No security capability operates as intended. Even with perfect data, perfect planning, and perfect foresight? Small differences between our assumptions and reality quickly add up to unpredictable situations. Security faces the proverbial butterfly flapping its wings in Brazil producing tornado in the United States.
The butterfly effect was coined by Edward Lorenz, a meteorologist and father of chaos theory. It all started when the limitations of computing led to the limitations in forecasting. It’s a pattern that still plays out today, leading some to point to the need for chaos engineering.
Edward Lorenz was working on one of the first desktop computers: the Royal McBee LGP-30. Desktop in the sense that the computer was, in fact, the size of a desk. It also cost nearly a half billion dollars, in today’s US currency. We’re talking state-of-the-art vacuum tube technology. A teletype machine, the Friden Flexowriter, provided both input and output. It printed at a glacial ten characters per second.
These constraints of his machine inspired Edward Lorenz. But I’m getting ahead of myself.
So there Lorenz was, modeling the weather. To save memory, as he ran the calculations, he printed the results to charts. At ten characters a second this was tedious. To save time, he printed to three decimal points.
The LGP-30 would hum and pop while it calculated a value to six decimal places. The Flexowriter would bang and punch out the result to three decimal places. Calculate 0.573547 and print 0.574. Again and again, line by line, while Lorenz waited.
This shouldn’t have been a big deal. The differences between the calculated results and printed values were quite small. But when Lorenz retyped the numbers and reran the models, he noticed something extraordinary. Weather on the original chart and the new chart would track for a day or two. But pretty soon, they’d differ widely, unexpectedly. What was once a calm day suddenly turned into a tornado. All due to the tiny differences in the source data. Edward Lorenz had discovered chaos theory.

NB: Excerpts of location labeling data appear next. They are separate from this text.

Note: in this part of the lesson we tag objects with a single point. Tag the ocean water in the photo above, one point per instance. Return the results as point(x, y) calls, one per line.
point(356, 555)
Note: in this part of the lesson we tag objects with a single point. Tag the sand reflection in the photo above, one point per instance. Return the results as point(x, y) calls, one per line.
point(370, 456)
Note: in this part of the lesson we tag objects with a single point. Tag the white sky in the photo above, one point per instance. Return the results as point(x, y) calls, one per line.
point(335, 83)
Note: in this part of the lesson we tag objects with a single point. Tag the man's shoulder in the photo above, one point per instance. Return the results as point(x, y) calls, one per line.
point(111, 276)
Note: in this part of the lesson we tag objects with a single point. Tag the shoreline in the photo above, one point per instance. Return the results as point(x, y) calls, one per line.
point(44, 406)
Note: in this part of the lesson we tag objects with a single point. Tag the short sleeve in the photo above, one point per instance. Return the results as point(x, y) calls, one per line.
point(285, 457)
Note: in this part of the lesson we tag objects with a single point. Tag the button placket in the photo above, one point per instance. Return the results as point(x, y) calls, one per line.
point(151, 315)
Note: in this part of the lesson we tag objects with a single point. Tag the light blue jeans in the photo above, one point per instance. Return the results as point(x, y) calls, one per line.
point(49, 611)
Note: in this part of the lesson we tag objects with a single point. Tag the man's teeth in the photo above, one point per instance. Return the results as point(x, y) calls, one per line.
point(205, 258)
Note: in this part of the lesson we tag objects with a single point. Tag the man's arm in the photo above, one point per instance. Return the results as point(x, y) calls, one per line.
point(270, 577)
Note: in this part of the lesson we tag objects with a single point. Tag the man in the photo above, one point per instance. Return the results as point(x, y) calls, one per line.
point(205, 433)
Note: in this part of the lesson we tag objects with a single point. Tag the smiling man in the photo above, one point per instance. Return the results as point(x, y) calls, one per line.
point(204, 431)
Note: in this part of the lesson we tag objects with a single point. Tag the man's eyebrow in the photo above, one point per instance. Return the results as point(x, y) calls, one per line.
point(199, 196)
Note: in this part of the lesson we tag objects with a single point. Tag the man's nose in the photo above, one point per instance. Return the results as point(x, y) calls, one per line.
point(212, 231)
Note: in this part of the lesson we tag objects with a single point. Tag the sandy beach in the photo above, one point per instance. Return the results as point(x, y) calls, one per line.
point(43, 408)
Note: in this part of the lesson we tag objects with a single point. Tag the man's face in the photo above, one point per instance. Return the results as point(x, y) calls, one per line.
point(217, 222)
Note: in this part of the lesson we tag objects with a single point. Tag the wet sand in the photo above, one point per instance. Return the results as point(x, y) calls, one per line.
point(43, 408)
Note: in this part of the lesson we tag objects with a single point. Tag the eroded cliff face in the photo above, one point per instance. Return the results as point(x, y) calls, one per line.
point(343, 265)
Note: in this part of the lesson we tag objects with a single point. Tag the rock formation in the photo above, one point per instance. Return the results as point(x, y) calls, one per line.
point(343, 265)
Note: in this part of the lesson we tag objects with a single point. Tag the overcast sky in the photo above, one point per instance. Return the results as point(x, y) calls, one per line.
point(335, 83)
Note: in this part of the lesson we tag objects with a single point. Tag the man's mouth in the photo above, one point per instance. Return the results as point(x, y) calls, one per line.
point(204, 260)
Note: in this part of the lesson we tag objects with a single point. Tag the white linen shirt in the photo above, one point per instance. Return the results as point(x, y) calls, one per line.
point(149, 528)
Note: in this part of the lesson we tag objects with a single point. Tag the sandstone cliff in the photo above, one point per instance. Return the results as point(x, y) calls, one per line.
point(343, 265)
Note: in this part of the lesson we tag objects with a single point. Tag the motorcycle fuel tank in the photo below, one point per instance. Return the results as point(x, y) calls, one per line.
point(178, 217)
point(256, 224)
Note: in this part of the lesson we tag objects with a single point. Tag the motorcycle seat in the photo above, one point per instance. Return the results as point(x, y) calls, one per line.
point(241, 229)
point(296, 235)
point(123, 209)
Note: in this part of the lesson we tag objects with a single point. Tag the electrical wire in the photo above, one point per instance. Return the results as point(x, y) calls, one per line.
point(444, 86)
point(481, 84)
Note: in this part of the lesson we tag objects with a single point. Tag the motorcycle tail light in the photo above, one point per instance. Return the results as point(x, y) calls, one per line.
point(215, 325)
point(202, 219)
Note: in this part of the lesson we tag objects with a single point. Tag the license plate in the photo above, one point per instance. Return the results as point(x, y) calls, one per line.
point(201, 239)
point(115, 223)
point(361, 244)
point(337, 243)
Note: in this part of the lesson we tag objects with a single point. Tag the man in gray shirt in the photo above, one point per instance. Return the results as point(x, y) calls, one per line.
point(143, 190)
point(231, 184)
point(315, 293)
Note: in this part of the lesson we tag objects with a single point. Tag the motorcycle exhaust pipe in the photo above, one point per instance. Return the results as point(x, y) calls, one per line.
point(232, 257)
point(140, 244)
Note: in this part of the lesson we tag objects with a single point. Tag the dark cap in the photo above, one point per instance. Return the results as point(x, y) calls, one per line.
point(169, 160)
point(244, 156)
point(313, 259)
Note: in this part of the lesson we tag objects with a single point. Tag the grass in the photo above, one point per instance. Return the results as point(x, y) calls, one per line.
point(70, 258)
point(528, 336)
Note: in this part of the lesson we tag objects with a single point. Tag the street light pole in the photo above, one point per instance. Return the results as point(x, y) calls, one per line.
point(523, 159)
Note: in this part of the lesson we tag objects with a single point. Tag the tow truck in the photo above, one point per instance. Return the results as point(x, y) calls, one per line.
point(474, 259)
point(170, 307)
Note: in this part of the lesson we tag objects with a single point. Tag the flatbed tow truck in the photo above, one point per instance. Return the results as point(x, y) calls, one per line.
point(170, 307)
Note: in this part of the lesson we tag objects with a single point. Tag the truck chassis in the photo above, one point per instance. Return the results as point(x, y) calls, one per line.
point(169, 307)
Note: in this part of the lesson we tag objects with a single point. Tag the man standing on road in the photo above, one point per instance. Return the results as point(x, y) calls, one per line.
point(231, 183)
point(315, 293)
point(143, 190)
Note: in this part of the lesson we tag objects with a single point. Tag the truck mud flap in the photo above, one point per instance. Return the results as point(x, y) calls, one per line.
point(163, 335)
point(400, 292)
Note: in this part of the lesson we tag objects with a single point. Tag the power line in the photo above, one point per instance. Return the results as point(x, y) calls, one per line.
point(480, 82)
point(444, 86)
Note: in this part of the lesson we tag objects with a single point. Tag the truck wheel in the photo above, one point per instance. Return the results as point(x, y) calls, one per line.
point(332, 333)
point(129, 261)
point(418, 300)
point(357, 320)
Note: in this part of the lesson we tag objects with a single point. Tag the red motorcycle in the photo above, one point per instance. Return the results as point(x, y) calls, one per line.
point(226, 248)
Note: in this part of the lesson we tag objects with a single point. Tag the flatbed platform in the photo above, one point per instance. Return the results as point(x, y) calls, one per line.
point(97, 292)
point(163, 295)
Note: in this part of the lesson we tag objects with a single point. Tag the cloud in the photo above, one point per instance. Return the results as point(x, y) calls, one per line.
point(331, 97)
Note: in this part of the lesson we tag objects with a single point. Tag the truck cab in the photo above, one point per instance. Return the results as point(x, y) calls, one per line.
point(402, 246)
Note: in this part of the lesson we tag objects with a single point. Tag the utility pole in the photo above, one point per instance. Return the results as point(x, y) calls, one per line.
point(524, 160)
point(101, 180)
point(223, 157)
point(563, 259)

“Complexity. It’s extremely difficult to predict all the outcomes of one seemingly small change.” David Lavezzo of Capital One wrote in the book Security Chaos Engineering. “Measurement is hard.” And even when we have metrics, which we rarely do, these small changes compound and lead us into unforeseen territory.
You can’t just rely on the temperature numbers predicted at the beginning of the week. You have to actually go outside. See if you need a jacket. See if you should be wearing shorts. The same is true of security. We can’t rely on our long-range forecast. We need to check the reality on the ground. Regularly. From there, adapt according to our principles.
We future-proof our security architecture by choosing versatility. We design for adaptability by prioritizing principles over rules-based approaches. But when we get to implementation, we should expect that we’ve missed something. Expect people and applications and devices and butterflies have behaved in ways that are a few decimal places further than we had considered.
We need some applied chaos to test and harden our implementation. The emerging domain of security chaos engineering is providing some useful techniques. Inject some evidence. Change some settings. Run some exploits. Validate that the security controls continue to operate. Security chaos engineering provides a way to explore the unexpected.
But ultimately, the take-away from Edward Lorenz is one of humility. We simply don’t know what will come. With the data we have, we can’t predict what will happen. Decades of advances in computing since the Royal McBee LGP-30 haven’t changed this equation. When implementing security, pilot with chaos to prepare for the unforeseen.